There are a number of threats online that children may encounter and while there are various parental controls and other technology solutions out there, children who are tech-savvy often find ways to get around the protection you put in place if it gets them what they want in a faster way.
kids need to take online safety seriously

Regardless of what protections you’ve put in place at home or at school, a key part of keeping children safe online is ensuring that they take their own safety as seriously as you do.

So how can you make children take online safety seriously?

1.Understand how children use the internet

When parental controls get in the way of what a child wants to achieve online, they’ll find a way to get around them – even if it puts them in danger. If you want children to work with the controls and protections you’ve put in place and not against them, it’s important that you don’t make any of their regular activities more difficult because of them. Understanding what activities children regularly use the internet for will help you ensure that the safeguards you put in place won’t become a hinderance that tech-savvy children will find a way to disable or ignore.

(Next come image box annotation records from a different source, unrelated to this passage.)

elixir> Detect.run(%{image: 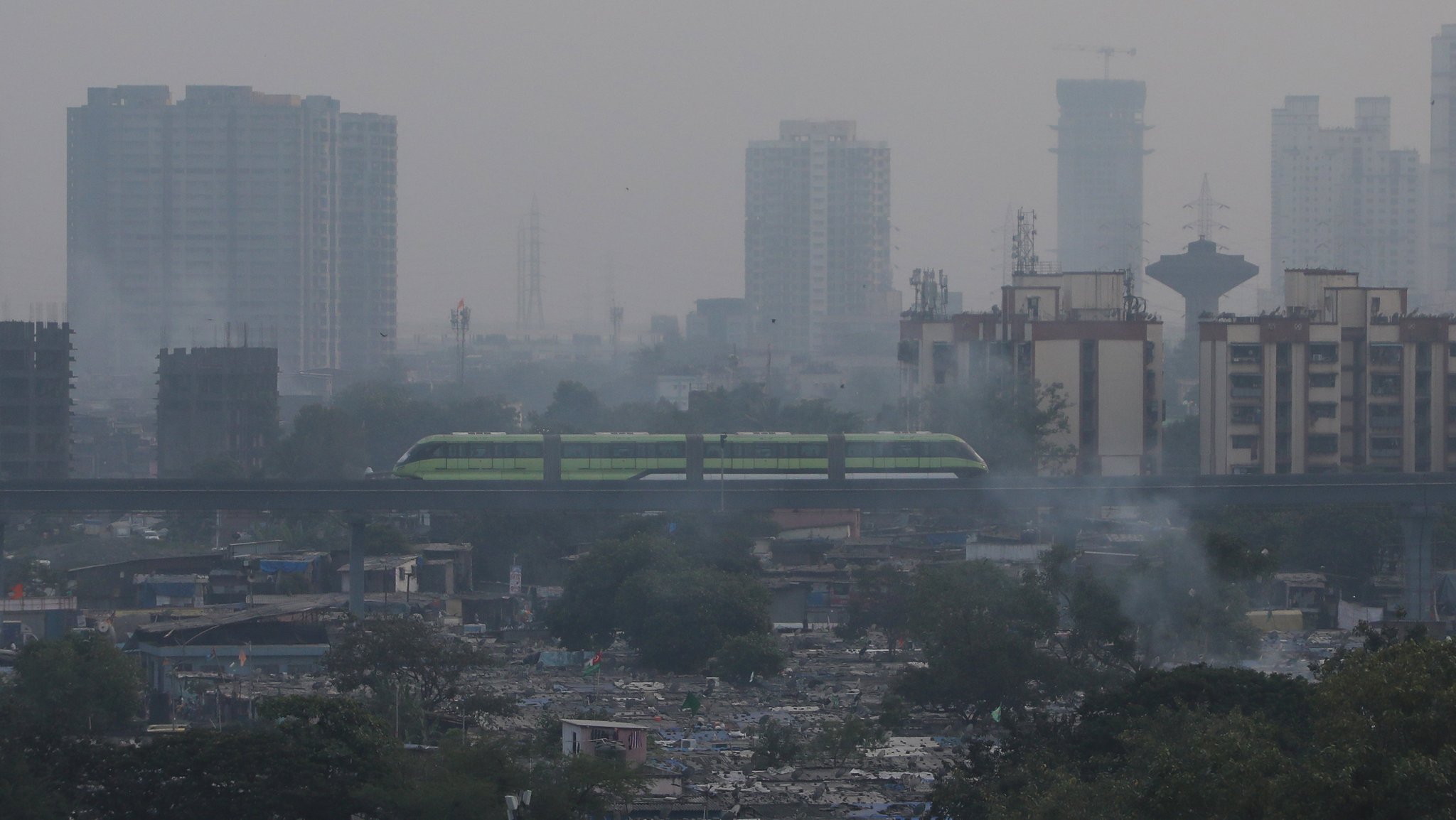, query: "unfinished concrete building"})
[157,348,278,478]
[0,322,71,479]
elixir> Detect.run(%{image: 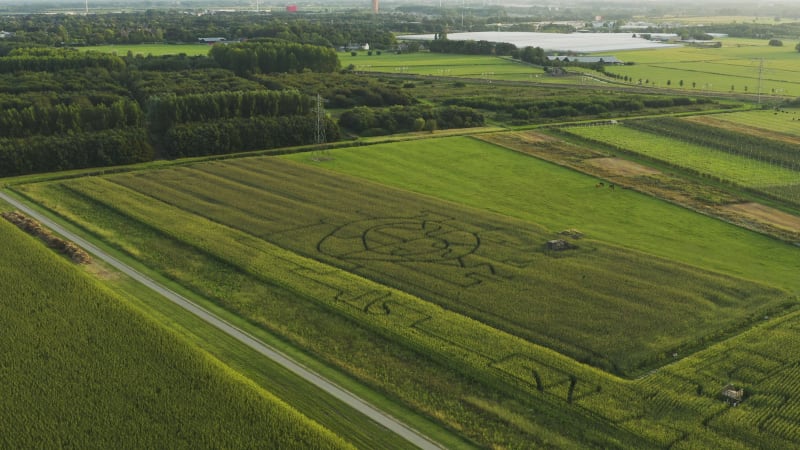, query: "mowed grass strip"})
[87,44,211,56]
[104,158,784,373]
[18,178,608,448]
[0,220,352,448]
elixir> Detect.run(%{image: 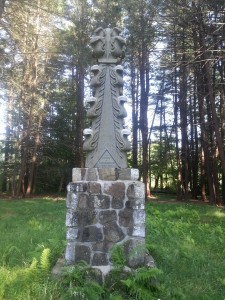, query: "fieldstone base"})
[65,168,149,269]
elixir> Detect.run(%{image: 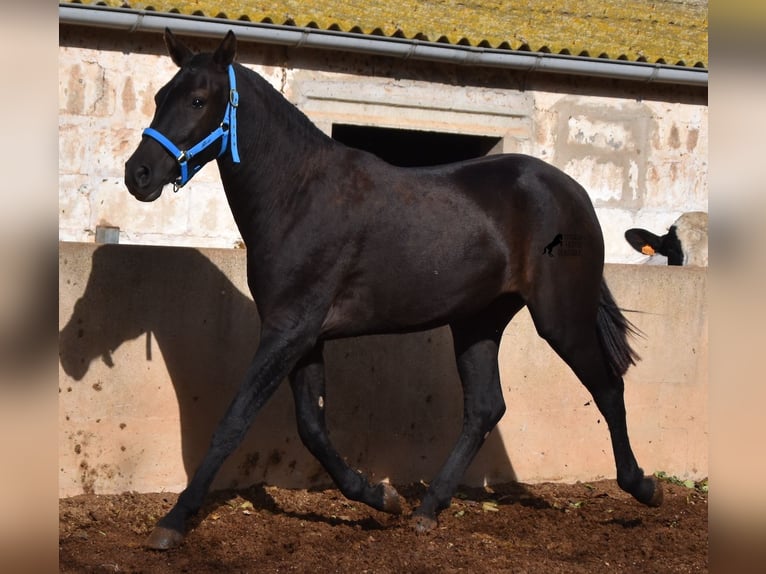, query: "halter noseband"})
[143,64,239,191]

2. Start discussing online safety early on and keep doing it often

Talking to children about online safety from a young age will help them build safe internet habits rather than trying to impose online safety rules at a later stage. With so many new experiences and lessons filling a child’s mind, regularly discussing online safety and the threats that children face will keep these habits at the forefront. This is the step that many parents and caregivers often miss – while 42% of 6-10 year olds have their own device to access the internet, only 49% of parents have spoken to their children about online safety in the last month.

3. Help children understand why the rules are there

As well as teaching children how to be safe online, a key part to making them take it seriously is understanding why they need to be safe online. This doesn’t mean that you have to share specific details of some of the worst cases of scamming, grooming or cyberbullying – but it does mean that you should ensure children are aware of the key threats they face and how often they occur.

Try to put it in a context they understand e.g. rather than providing a broad statistic, highlight how many of the people in their friend group may be at risk of a particular online threat. Once children understand what threats are out there, they are more likely to follow the rules even if it restricts some of their online activity.

TOP TIP – “Use games to teach young children about online safety

How many Fortnite dances and Minecraft references have you heard from your children over the years? By combining internet safety lessons with interests that kids already have like gaming, you can easily teach children and keep them thinking about staying safe online. Games like Google Interland and BandRunner are some great examples of this in action.

CAP’s child authentication technology aims to tackle some of the most predominant risks associated with online scams, grooming and cyberbullying by ensuring that children can only communicate with other verified children online – creating a safe space for children to learn and explore. While this is different to other child security and parental control solutions on the market, it is still vital that children take their online safety seriously and learn how to stay safe throughout their lives.